Shaun Kitchener (book), Steps (music), arranged by Matt Spencer-Smith

Steps, Royo, Pete Waterman, Fascination Management

Opera House, Manchester

September 2-13, 2025; 2hrs 30 mins

(also at Newcastle Theatre Royal, October; Sheffield Lyceum, November; Liverpool Empire, November; Stockton Globe, December; Grand Opera House York, February 2026; Blackpool Opera House, April; Hull New Theatre, April; Leeds Grand Theatre, May. Full dates here)


Protest song at the tills: the cast of Here and Now. All pics: Pamela Raith
Singing for their jobs: the cast of Here and Now. All pics: Pamela Raith


Banner showing a four star review


Last night's press night for Here & Now - The Steps Musical was certainly a star-studded affair. Steps themselves were there as well as several iconic drag queens - and quite thrillingly for a 1980s kid like me, Pete Waterman seemed to be everywhere.

And let’s be honest, Steps had some bloody great songs: some of the classic Stock, Aitken and Waterman hits, and loans from the likes of Abba and the BeeGees. All highly produced and of supreme quality in terms of harmonic interest, dance potential and sheer commercial appeal, not to mention theatrical joy.

There’s a tried and tested jukebox musical formula for taking related popular repertoire and creating a story unrelated to the band, with Mamma Mia perhaps the most artistically successful, and we can certainly see the footprints of that show here. Other influences creep in, like the camp domesticity converted into kitsch glamour of shows like Everybody's Talking About Jamie. The prime setting of the current musical, supermarket Better Best Bargains, gives us the potential for the kind of bonkers 1990s neon campness of Dale’s Supermarket Sweep, for anyone who remembers that TV show.

Camp irony is the name of the game for Here & Now, and the incongruence of the grit and everyday with the make-the-best-of-anything glamour, is kind of inspirational. No wonder the auditorium was full of drag queens (maybe also there to support DragRaceUK contestant River Medway, who plays drag queen Jem, glamorous love interest of checkout boy Robbie (Blake Patrick Anderson).

Here & Now gives us what we loved about Steps - unapologetic, capitalist camp on acid. It appeals to our teenage selves and the performers in all of us. With matching costumes, learnable routines (girls and boys), they were achievable, teen-bedroom happy pop. Maybe in a new era of global news tragedies and public distress, we can all benefit from some happy pop. If it happens in the supermarket then it’s even more accessible.

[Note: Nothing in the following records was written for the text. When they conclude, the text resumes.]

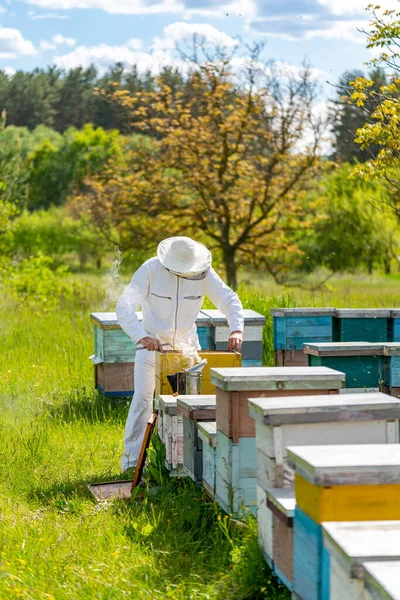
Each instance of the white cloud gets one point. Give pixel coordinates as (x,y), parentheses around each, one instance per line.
(183,32)
(13,44)
(46,46)
(127,7)
(60,40)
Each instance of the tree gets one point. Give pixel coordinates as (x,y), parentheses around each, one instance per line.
(348,118)
(351,231)
(383,130)
(229,161)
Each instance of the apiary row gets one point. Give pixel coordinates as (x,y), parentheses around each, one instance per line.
(115,352)
(319,469)
(295,327)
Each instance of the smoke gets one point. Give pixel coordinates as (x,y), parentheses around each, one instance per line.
(112,281)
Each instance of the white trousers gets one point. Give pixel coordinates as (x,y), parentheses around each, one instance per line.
(140,409)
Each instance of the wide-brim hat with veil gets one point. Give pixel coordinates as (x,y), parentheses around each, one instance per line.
(183,256)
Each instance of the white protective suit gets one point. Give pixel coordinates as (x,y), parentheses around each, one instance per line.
(170,306)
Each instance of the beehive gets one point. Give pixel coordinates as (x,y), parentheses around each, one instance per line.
(171,433)
(355,324)
(171,362)
(236,470)
(354,482)
(294,327)
(252,346)
(193,409)
(361,361)
(382,580)
(301,420)
(349,546)
(282,503)
(207,431)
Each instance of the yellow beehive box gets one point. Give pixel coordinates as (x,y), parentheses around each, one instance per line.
(172,361)
(348,483)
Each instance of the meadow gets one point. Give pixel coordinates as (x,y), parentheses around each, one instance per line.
(57,434)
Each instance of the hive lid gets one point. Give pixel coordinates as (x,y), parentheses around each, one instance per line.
(208,430)
(345,349)
(197,402)
(203,319)
(359,464)
(168,404)
(363,541)
(363,313)
(382,579)
(391,349)
(251,317)
(109,320)
(302,312)
(276,378)
(284,499)
(291,410)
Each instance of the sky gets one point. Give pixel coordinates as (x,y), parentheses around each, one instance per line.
(69,33)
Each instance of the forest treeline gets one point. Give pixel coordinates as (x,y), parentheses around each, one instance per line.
(62,99)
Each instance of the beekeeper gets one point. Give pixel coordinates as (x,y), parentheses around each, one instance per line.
(170,289)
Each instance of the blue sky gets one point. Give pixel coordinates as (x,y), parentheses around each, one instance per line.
(36,33)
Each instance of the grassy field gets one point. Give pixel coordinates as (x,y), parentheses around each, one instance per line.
(57,434)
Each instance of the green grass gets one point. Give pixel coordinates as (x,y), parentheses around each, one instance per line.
(57,434)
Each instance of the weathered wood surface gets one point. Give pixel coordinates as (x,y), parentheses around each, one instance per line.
(348,502)
(276,378)
(283,549)
(307,557)
(283,499)
(323,408)
(345,349)
(382,580)
(168,404)
(302,312)
(208,432)
(374,464)
(265,526)
(116,379)
(233,417)
(351,544)
(198,407)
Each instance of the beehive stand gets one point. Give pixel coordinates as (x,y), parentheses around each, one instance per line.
(122,490)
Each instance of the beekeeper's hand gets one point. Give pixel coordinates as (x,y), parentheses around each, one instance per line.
(151,344)
(235,341)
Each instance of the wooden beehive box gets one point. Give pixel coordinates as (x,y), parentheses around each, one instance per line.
(171,361)
(235,386)
(354,482)
(361,361)
(282,503)
(354,324)
(193,409)
(207,431)
(391,367)
(171,433)
(381,580)
(252,346)
(294,327)
(349,545)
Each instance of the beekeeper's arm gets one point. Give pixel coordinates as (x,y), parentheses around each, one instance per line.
(129,302)
(227,301)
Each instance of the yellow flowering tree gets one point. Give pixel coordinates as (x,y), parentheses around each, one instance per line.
(383,129)
(230,159)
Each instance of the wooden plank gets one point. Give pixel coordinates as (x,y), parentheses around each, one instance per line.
(348,465)
(382,580)
(323,408)
(276,378)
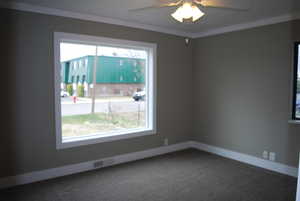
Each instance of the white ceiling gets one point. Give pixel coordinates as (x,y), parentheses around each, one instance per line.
(213,19)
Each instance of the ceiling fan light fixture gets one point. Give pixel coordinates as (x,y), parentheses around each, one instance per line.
(187,11)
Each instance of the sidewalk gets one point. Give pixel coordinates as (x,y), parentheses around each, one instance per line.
(69,100)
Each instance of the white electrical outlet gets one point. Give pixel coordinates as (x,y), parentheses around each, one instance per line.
(265,155)
(166,141)
(272,156)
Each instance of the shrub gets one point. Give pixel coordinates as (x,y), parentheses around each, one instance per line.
(70,89)
(80,91)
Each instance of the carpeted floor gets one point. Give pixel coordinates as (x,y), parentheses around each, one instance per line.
(189,175)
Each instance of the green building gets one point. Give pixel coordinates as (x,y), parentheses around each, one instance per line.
(114,75)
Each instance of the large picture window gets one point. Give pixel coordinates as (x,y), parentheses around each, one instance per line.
(296,83)
(104,89)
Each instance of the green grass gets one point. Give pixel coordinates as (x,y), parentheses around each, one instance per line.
(79,125)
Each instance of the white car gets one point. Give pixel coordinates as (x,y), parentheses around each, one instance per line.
(139,95)
(64,94)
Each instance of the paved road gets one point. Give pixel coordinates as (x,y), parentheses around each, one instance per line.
(85,108)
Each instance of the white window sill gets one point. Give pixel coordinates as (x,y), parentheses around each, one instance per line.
(294,121)
(102,137)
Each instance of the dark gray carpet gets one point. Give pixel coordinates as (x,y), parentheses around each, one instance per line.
(187,175)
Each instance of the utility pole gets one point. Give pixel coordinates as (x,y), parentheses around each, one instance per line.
(94,80)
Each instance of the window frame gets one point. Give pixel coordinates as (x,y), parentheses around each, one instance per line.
(295,79)
(151,92)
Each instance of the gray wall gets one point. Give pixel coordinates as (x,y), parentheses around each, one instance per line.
(242,90)
(27,96)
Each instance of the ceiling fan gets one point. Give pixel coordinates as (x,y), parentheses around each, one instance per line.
(189,10)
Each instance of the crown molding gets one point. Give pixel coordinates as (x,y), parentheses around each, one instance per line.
(249,25)
(94,18)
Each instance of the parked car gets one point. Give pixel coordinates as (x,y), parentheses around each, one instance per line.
(64,94)
(139,95)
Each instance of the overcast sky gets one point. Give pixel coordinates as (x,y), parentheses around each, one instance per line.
(71,51)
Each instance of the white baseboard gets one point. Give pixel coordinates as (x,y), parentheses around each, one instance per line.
(252,160)
(86,166)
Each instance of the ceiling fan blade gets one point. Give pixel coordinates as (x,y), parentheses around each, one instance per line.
(222,4)
(174,4)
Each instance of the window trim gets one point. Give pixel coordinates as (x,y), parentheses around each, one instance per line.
(295,79)
(104,41)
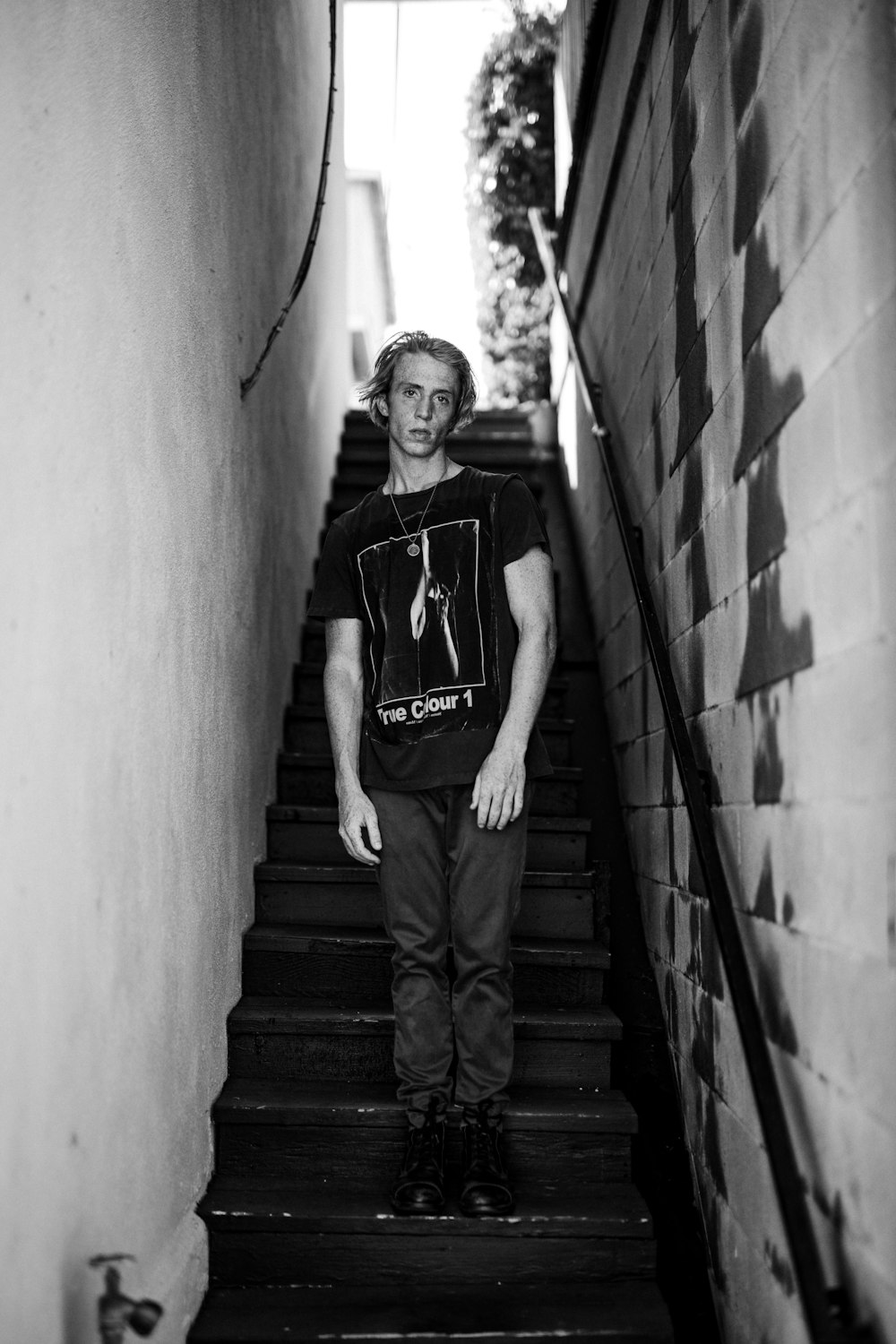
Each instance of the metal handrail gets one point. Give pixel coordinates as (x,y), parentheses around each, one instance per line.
(825,1309)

But here’s the rub: the songs are excellent, ABBA-like in their harmonic interest and emotive storytelling, so they’re just too good to stay in the supermarket throughout. The routines that incorporate trolleys, stock cages, checkouts and various items of comedy stock are done, and done, until they can be done no more. The airport scene for Better Best Forgotten brings us some light relief, for we are treated to a chorus of flight attendants (very Steps) instead of checkout staff, and swirling wheely-suitcases rather than trolleys. But then we’re back where the action starts and ends, in Better Best Bargains. All the pink and blue neon on the shop floor, and the numerous glammed-up variations on a store pinny can’t give us the elevation that we get from an exotic location in Mamma Mia or Greatest Days. In those shows brilliant songs are afforded a fantasy location that we participate in creating; our imagination of those places (however sparsely-staged) is elevated by the magic of the music. Being forever in the supermarket, our musical imaginations have nowhere to go, and so we’re frustrated.

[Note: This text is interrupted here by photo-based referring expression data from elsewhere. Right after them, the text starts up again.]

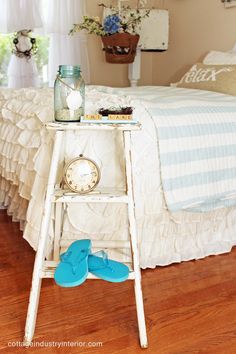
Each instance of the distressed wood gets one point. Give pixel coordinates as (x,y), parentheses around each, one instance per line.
(134,243)
(91,126)
(101,243)
(40,255)
(46,269)
(57,232)
(190,307)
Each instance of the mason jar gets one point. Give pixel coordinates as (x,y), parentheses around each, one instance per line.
(69,94)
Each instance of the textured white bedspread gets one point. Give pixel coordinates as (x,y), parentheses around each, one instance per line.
(25,148)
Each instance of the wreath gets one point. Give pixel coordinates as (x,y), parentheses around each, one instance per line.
(27,53)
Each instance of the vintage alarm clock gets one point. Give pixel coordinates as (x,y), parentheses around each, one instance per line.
(81,175)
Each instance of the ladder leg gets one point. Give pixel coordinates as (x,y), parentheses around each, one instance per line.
(40,255)
(134,244)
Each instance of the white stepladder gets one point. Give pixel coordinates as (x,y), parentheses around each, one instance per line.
(45,269)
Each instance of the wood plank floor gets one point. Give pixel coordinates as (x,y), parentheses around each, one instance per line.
(190,307)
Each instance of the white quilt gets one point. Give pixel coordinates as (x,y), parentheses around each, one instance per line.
(25,148)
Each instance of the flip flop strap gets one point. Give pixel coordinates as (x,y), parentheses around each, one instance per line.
(74,263)
(104,258)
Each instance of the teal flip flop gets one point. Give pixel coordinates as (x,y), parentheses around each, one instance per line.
(107,269)
(73,268)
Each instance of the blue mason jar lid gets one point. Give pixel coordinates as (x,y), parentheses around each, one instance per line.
(69,70)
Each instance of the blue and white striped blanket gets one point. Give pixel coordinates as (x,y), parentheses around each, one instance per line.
(197,147)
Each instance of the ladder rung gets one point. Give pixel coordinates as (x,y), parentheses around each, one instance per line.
(108,197)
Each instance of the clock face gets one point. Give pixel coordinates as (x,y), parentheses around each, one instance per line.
(81,175)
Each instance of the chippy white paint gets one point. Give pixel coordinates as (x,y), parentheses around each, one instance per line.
(45,269)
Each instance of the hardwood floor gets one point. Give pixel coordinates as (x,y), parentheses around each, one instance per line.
(190,307)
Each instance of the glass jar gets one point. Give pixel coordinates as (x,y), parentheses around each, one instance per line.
(69,94)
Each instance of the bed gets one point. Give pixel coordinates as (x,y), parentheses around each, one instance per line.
(165,237)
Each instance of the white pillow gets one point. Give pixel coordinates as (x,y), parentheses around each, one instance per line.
(220,58)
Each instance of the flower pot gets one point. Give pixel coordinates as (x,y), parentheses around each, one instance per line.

Not only that, but the songs are shoehorned into the story with varying degrees of success. Things keep happening sporadically without much set-up, and so we invest only because of a beautiful song where the cohesion and integrity of the drama are lacking. Tragedy is a BeeGees masterpiece, an epic musical number enhanced with the dance moves of Steps. It feels better than a car park protest with placards about superstore closure.

Other numbers work far better. River Medway and his crew of soapsud dancers on light-up washing machines giving us Chain Reaction is comedy gold.

The stories, if not quite fully formed, are beautiful in their intention. There’s a rainbow spectrum of sexuality in the love stories, and it’s a joy that the tales told on the musical theatre stage have well and truly caught up with the audience. There’s also the love story of the mother, which we’ve seen in Waitress and Jamie and which is consolidated here. It’s time for all these love stories, and the ambition is laudable.

So four stars - mainly for the music, the close harmonies (particularly of the three leads, Rebecca Lock, Jacqui Dubois and Rosie Singha), the costumes, the dancing, the sentiment - why not?

Go and see some very happy pop, and take your chance on a happy ending.